It's all automated. Tools like xrumer are built, and sold, and contain the ability to exploit software with known vulnerabilities. Anyone can buy it and after setting it up it's more or less fire and forget. It goes to every forum in its list and tries to spam it to the best of its ability. Just due to brute force it is successful and worth it for the spammers. That's why they never stop. They barely have to lift a finger for it to work.
Can forum spambots break CAPTCHAs? Can they solve logic questions (how?)? Math questions?
Yes, but not always. Depends on how well it is implemented. But many captchas, including those offered by big companies, have been beaten and are effectively useless. That's why multiple forms of protection are required to stop them. Even then, humans can usually beat any system.
What techniques are still valid to prevent them?
From a previous answer: You could do several things (and should be doing more then one) including:
1) Putting a fake field that only bots will see. Then if that field is submitted with the rest of the form you can ignore it (and ban them if desired). You can also trap bad bots who follow a hidden link.
2) Use a CAPATCHA like reCAPTCHA
3) Use a field that requires the user to answer a question like what is 5 + 3. Any human can answer it but a bot won't know what to do since it is auto-populating fields based on field names. So that field will be either incorrect or missing in which case the submission will be rejected.

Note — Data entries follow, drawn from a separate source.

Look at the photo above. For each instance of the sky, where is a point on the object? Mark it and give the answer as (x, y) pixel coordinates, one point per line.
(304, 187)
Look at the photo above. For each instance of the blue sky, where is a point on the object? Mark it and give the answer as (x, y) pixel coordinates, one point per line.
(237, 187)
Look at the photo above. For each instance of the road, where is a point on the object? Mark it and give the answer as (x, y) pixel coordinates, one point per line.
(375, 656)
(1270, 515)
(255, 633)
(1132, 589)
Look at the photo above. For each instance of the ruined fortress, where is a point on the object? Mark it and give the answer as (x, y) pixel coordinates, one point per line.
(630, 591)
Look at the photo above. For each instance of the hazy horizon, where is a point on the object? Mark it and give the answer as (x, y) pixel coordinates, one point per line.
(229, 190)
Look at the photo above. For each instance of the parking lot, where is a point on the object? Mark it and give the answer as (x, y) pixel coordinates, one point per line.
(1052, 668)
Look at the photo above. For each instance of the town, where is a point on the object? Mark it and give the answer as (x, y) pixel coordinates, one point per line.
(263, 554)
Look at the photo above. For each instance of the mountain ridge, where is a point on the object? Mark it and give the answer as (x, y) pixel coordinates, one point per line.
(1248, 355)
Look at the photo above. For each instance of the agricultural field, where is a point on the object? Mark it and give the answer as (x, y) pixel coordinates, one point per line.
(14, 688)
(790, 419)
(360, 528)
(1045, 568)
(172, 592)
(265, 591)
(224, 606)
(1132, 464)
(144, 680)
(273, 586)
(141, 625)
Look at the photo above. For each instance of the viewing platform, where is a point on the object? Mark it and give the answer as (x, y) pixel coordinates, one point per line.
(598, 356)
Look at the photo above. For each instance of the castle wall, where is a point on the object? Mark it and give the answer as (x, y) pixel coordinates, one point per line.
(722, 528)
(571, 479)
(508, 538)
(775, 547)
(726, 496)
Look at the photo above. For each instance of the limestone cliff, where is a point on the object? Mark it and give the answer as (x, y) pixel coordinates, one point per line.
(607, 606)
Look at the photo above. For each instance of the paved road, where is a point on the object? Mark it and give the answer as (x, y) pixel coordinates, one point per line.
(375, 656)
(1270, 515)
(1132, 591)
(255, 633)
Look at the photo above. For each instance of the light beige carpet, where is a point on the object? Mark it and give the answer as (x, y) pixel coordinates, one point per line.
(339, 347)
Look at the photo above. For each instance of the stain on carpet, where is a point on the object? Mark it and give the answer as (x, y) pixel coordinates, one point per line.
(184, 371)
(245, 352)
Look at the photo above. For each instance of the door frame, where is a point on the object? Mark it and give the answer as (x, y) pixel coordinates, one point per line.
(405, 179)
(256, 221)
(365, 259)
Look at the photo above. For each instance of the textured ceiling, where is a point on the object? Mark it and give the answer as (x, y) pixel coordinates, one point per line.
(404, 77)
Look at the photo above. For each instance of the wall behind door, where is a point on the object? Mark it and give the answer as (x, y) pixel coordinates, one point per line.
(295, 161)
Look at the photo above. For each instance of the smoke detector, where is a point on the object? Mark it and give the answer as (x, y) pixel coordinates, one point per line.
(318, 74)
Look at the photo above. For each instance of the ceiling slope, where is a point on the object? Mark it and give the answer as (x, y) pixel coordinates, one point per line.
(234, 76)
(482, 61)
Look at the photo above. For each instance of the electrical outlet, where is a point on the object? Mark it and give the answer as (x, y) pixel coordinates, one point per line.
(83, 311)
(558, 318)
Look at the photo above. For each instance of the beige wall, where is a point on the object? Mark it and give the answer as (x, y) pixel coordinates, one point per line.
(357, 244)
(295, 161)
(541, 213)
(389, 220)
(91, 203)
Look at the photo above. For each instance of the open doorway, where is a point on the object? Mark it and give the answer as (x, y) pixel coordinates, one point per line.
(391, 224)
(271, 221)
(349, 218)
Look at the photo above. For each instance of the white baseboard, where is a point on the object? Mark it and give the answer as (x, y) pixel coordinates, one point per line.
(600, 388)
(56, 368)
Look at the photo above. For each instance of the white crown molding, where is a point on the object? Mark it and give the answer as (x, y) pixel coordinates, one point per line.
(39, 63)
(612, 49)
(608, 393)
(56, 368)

4) Use a token and put it into a session and also add it to the form. If the token is not submitted with the form or doesn't match then it is automated and can be ignored.
5) Look for repeated submissions from the same IP address. If your form shouldn't get too many requests but suddenly is it probably is being hit by a bot and you should consider temporarily blocking the IP address.
6) Use Akismet. It is great at identifying spam.
I made Anti-spam plugin for WordPress, it blocks spam pretty good without Captcha or anything else.
You may download the plugin and use the code to solve problem with spam on your site.
When trying to defeat them, one thing I'd keep in mind is that their purpose is usually to post links to as many websites as possible for the black-hat SEO benefit.
They care about the amount of sites they gain access to, and not your site specifically. Someone just wanting to spam just your site alone could simply sign up without using a robot.
As such, I'm pretty sure that a well-written bespoke test (eg questions your forum members will know the answer to) is almost always going to be more effective against robots than any pre-written one which robots are likely to be wise to.
For example, if a robot cracked Recaptcha then it would have access to millions of forms to spam. If it cracked a bespoke test, then it would only have access to one website, so no automated spam-bot is going to bother doing that.
https://www.projecthoneypot.org may provide some good data to use (eg keywords and ips to block)